After verbs such as être, y avoir, rester when English uses a passive infinitive to express a possible, desirable or necessary course of action, French uses à and the active infinitive

toutes ces fenêtres sont à péparer - All these windows are to be repaired.
in n’y a rien à faire - There is nothing to be done.
cela reste à decider - That remains to be decided.

Situation 3

use à + infinitive after le dernier (the last), le seul (the only), le premier (the first), and other numerals, and after a few adjectives showing tendency, fitness, and purpose, such as habile (skillful), lent (slow), prêt (ready)


Je suis pret à partir - I am ready to leave.
Je serais probablement le dernier à te le reprocher. - I would be the last one to blame you for that
Tu es le seul à pouvoir faire ça. - you are the only one able to do that.

Situation 4

The preposition pour is used when it expresses an intention, in other words when pour means in order to


je vais au parc pour jouer au football - I am going to the park to play football. (Here pour means in order to.).
ça va être utile pour apprendre le français - it is going to be useful for learning French.
Est-ce qu'elle a utilisé la voiture pour aller au centre-ville ? - Did she use the car to go to the city centre?

Situation 5

The preposition à is used: with certain nouns to express purpose or function

une salle à manger - dining room
de l'eau à boire - drinking water.
machine à laver - washing machine.


This is good.

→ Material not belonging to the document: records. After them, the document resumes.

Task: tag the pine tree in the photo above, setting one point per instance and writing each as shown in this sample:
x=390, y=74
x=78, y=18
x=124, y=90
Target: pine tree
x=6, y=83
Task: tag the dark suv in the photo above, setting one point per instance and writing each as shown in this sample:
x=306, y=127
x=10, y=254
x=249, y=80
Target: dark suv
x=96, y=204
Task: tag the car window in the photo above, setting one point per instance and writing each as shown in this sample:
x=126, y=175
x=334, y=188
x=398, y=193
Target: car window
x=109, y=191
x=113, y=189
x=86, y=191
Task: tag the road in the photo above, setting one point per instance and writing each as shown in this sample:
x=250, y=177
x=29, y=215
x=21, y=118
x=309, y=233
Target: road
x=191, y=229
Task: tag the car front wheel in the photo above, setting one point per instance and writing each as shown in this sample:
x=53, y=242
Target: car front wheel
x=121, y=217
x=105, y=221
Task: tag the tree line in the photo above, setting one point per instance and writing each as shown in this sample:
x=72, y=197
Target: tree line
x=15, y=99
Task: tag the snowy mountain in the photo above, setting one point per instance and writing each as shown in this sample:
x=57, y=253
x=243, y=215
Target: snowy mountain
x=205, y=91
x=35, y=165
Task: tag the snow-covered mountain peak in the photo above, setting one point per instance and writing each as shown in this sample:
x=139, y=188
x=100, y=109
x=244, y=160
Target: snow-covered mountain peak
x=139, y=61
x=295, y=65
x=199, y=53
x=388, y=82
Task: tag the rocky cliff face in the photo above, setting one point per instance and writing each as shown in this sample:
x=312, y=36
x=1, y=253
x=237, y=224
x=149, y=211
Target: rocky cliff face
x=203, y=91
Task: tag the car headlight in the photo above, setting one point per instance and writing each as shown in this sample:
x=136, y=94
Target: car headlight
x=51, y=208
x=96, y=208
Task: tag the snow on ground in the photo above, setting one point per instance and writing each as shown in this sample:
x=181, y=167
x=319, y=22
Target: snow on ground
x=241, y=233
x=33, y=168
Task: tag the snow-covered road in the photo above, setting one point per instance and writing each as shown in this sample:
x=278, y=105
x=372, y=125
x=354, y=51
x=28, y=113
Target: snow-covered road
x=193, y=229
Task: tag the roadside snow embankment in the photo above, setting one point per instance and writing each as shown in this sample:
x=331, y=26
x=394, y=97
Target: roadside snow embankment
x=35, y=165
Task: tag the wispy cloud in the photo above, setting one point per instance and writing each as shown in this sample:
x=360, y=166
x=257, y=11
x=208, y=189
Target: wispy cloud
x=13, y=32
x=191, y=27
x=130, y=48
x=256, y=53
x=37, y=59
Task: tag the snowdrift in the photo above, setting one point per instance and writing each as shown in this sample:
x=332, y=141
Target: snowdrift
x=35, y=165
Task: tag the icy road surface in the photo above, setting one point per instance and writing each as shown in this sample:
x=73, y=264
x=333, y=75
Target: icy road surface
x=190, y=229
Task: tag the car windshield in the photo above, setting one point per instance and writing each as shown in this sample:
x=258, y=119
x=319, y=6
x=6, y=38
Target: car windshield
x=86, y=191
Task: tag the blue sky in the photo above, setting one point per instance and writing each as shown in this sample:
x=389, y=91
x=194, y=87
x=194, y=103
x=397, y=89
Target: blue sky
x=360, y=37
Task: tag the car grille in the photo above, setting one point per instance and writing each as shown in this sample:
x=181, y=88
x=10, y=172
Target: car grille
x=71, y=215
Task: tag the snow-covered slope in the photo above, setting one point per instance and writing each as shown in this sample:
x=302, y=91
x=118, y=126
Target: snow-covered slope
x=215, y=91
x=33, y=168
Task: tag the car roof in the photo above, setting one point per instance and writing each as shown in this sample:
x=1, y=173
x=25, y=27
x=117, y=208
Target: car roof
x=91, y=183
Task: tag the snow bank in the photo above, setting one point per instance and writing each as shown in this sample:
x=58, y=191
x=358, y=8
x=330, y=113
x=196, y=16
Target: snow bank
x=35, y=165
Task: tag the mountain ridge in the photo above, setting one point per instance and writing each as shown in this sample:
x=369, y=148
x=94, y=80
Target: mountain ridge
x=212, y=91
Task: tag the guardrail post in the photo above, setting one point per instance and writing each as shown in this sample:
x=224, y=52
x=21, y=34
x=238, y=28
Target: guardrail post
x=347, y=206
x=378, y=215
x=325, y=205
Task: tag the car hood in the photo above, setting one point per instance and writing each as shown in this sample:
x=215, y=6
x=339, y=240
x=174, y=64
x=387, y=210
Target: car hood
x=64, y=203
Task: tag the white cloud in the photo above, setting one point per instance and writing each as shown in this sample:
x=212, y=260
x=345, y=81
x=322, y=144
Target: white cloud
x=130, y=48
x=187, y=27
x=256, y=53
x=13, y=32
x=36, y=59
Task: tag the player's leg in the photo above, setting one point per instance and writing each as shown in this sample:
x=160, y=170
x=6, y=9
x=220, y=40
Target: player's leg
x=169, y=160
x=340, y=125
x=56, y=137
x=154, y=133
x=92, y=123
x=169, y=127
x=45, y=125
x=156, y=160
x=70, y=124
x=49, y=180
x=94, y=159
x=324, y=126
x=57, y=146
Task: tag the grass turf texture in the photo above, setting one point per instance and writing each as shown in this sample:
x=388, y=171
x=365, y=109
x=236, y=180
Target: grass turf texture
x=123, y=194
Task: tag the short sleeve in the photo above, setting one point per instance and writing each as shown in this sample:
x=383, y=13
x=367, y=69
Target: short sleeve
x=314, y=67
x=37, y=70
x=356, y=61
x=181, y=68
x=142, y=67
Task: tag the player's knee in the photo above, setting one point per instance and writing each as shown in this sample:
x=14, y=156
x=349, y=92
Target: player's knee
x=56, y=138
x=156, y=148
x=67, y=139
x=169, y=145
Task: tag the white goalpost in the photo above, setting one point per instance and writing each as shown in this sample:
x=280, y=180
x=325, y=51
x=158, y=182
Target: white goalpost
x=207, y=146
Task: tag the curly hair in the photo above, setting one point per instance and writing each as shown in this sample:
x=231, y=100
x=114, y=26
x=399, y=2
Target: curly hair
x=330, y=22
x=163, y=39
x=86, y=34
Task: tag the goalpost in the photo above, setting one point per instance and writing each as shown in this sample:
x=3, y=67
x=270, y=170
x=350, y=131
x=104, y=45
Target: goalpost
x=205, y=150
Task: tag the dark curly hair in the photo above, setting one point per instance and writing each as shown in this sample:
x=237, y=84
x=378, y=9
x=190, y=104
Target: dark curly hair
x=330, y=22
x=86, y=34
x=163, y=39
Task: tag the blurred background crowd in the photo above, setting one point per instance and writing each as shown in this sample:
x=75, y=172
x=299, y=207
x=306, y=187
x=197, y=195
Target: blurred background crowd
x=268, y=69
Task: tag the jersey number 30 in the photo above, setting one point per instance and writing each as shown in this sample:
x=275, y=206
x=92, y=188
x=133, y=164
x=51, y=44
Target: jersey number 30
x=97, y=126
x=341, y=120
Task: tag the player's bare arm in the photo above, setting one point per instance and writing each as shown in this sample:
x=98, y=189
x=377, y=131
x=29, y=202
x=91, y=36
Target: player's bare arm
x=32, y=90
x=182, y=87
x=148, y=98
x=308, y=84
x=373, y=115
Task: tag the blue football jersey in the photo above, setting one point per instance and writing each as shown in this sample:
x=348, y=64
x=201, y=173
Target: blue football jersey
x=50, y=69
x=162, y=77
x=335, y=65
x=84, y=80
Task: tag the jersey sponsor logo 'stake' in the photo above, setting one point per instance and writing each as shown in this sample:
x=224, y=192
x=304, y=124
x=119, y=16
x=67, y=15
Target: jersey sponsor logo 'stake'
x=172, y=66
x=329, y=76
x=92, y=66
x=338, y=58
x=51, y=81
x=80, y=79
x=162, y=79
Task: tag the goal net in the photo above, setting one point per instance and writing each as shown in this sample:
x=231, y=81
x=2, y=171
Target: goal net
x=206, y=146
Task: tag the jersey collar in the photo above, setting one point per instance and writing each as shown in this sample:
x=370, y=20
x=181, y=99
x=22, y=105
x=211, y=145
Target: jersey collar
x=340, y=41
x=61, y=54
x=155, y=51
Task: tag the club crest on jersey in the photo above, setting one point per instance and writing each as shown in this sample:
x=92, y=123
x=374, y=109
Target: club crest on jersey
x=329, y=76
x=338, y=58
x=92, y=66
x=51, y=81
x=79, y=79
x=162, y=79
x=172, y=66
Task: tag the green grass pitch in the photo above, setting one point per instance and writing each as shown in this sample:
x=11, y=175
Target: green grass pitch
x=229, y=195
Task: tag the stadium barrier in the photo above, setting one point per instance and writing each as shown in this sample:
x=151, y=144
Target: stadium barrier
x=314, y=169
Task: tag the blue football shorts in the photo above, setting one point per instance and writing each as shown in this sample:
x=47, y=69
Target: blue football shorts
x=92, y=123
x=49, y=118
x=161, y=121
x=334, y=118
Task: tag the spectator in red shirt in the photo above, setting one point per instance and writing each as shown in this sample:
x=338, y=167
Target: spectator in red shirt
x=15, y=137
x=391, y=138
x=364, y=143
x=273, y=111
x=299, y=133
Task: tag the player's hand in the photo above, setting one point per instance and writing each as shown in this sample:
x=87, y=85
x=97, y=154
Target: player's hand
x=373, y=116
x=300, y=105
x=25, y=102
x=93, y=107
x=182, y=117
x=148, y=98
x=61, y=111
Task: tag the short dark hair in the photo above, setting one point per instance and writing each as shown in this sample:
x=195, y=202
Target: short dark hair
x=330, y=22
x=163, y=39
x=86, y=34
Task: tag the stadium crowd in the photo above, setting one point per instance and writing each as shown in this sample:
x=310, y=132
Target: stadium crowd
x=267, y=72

It would be better with examples.


Great explanations. Thank you!


Why say "de te doucher et de te changer" and not "de doucher et de changer" Thank you!


Those are transitive verbs, it implies that you are doing it to yourself... ''te'' is for ''toi'' (you) so it is like saying

You have the time to shower yourself and change yourself.


Thank you Very much!


Reflexive / pronominal verbs, in particular.


Why can't I use the formal "Vous avez le temps....."?


You can but what was the rest of your translation?


"prendre une douche" should be accepted, I never heard a french person use "se doucher"


Both are correct. I think that "se doucher" may be more formal, but a shame that "prendre une douche" is not accepted


Why is 'de' used here when it is not a dummy subject?


If you look at nicholas_ashley's post more carefully, in the first section (where he discusses adjective / noun + preposition + infinitive), he says "you generally find the preposition is de especially for impersonal expressions with dummy subjects."

This does not mean it is not used for real subjects, as is shown by the last three examples he gives in that discussion.

And, since none of the 5 following "situations" occurs in the phrase for this exercise, we ar left with "de".

Hope that helps


Thank you Lulularosa. It does make the murky waters somewhat clearer but I find it hard to imagine going thru a list of possibilities that long while trying to speak to someone. I am a native English speaker and I have never known all these terms that seem necessary to learn a new language. Impersonal or passive, transitive or reflexive or pronomial? My head is spinning.


Don't fuss about it, you'll learn it as you hear it and as you need it. And if you don't understand you'll ask a question and another grain of sand will be added to your language learning. And one day, hey presto, you'll open your mouth and speak and someone will understand! It's a process...


"De prendre une douche" devrait aussi être accepté !!!


As well as "changer de vêtements", but the sentence becomes quite a mouthful, then.